L’émigré hésita, un instant, puis, résolument :

« Eh ! bien, oui, c’est cela ! Vos voisins me croient un enfant, un malade, bon tout au plus à aider les femmes à la maison !… Ah ! ils s’imaginent que je ne sais pas faucher !… J’aurais bien voulu qu’ils me vissent dans mon village où, quand je suis parti, je passais pour le meilleur faucheur de toutes nos Cévennes, parmi les jeunes.

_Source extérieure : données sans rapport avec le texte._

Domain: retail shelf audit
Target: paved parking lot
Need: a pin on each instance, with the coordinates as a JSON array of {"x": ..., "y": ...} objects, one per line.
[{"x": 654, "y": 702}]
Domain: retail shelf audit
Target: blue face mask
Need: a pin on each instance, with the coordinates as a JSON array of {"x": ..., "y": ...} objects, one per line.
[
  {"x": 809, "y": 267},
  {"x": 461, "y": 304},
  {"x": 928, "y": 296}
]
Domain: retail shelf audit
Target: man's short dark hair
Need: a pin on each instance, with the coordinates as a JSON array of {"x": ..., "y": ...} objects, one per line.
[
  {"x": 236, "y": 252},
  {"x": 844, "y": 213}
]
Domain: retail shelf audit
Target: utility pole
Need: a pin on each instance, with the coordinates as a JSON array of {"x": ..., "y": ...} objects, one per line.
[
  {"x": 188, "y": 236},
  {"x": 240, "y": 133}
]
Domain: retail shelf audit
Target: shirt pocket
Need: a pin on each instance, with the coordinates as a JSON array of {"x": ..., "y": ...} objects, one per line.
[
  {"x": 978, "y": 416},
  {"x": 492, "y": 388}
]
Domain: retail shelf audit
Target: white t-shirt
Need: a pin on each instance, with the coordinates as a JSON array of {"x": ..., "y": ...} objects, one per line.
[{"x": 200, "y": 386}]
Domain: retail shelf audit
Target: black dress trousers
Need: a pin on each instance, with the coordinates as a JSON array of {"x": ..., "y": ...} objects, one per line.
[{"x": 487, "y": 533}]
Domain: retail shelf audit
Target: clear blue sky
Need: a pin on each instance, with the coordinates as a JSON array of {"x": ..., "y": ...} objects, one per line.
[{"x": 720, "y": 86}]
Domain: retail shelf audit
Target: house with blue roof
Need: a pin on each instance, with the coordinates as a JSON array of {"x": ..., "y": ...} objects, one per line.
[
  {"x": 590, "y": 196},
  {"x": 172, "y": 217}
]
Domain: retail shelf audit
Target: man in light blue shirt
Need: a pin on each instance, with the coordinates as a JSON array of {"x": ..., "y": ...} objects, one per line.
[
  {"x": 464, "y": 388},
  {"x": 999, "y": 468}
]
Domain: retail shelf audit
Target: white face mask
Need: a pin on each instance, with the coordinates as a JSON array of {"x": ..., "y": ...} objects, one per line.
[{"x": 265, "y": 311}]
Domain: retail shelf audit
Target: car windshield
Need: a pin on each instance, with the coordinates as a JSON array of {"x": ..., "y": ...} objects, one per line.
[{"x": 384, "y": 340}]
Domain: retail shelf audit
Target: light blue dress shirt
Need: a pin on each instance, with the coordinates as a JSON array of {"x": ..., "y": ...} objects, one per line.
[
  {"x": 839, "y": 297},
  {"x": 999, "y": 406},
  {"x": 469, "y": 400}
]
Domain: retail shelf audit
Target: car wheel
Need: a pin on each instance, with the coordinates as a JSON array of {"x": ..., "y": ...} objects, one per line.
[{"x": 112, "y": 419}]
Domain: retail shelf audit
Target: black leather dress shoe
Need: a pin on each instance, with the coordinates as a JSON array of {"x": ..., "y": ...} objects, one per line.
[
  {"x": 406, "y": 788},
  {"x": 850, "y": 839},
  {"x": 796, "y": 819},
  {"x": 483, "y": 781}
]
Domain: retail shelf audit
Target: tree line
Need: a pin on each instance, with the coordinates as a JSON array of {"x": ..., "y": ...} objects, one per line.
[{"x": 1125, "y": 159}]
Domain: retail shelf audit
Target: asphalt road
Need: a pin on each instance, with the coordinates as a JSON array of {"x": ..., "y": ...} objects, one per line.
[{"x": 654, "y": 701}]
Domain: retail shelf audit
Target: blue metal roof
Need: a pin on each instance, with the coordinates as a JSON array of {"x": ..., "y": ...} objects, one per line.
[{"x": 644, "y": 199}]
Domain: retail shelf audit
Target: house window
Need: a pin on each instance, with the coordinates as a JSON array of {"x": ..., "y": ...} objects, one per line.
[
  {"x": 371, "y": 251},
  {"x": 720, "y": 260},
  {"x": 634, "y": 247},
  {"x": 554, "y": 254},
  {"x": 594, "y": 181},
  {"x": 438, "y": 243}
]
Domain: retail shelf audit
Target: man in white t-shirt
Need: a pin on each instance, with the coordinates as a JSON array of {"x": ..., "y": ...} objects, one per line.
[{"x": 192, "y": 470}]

Oui, Mademoiselle Marguerite, j’ai connu l’orgueil de marcher à la tête d’une « colle » ; je marquais mon passage par des andains plus larges que les autres !… Là comme ailleurs, dans aucune besogne des champs, je ne craignais un rival. J’étais un homme ; on me prend, ici, pour une femmelette !…  »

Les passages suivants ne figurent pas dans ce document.